I turned a corner and came face to face with one lone Trump piñata. Reality must have been sinking in by then — it didn’t amuse me. I don’t like the thought of anyone hitting the president of United States, and, yeah, he was my president. I needed a glass of wine. 

We ate lunch at Hotel Caesar, where the original Caesar salad was invented in 1924. No, it’s not a tacky tourist trap. Think Musso & Frank with better food at 50 percent off. The waiter who made our salad tableside turned out the single best one I’ve ever tasted. Two glasses of superb L.A. Cetto Cabernet from Baja (I drank both) and things were looking up.

Dinner was even more impressive. For years, I remembered a great meal along the Baja wine route at a restaurant called Laja, from chef Jair Tellez. The Tijuana native (who, despite his first name, swears he is not Jewish) opened Verde y Crema in TJ, and it is among the city’s best. Farm-to-table ingredients cooked mainly over a wood oven. My wood oven-roasted local grouper with smoky tomatoes and lentils came closer to true California cuisine than what even the best Cal-Med restaurants in L.A. put out. There’s a curated list of artisanal local mezcals, as well. And wood oven-baked banana bread pudding with mamey gelato. 

The restaurant restored us. It was packed with upscale couples and celebratory groups. If these people were worried what a President Trump would do to Mexico’s economy, they sure weren’t in mourning. 

 “We’ll see,” our Uber driver, Raziel, said to us that evening. Raziel, like most of the people we met in TJ, spoke perfect English and had a life on both sides of the border. He was getting his MBA in international business. Ending NAFTA could hurt the medical parts company he worked for during the day, but he didn’t see it happening.

 “It benefits both sides,” he said. “Trump will see.”

 “And what about the wall?” I asked.

 “I don’t care. I have a green card,” Raziel said. “But we’re not paying.”

Raziel dropped us off at La Mezcalera, a smoke-free, mellow bar that serves all things mezcal. Backlit religious icons adorned the wall. With no squinting at all, you could be at a Williamsburg or Echo Park hipster hangout. 

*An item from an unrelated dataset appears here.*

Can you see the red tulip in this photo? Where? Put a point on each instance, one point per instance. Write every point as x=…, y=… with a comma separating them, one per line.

The next day, we took in a little news at a time, titrated, to ease our re-entry. Trump already had backed down from “a wall” and was now talking about “fencing.”

Things were looking up, or at least we were feeling better. We stopped for coffee at a La Stazione Café, ground zero of the artsy crowd. Inside, a mural proclaimed the store motto: “Coffee Is Hope.” We had two shots of hope.

We headed south for a half-hour, one last meal, at Puerto Nuevo. It was a stunning, warm day, the ocean a vast blue swirl beneath us. The Angel del Mar restaurant was full — at 11: 30 — with families drinking those micheladas, eating giant spiny lobsters or whole fried snapper with rice and beans. Mariachis played, and the couple next to us got up and began dancing. 

We toasted them, and toasted love, and toasted life, and crossed back home.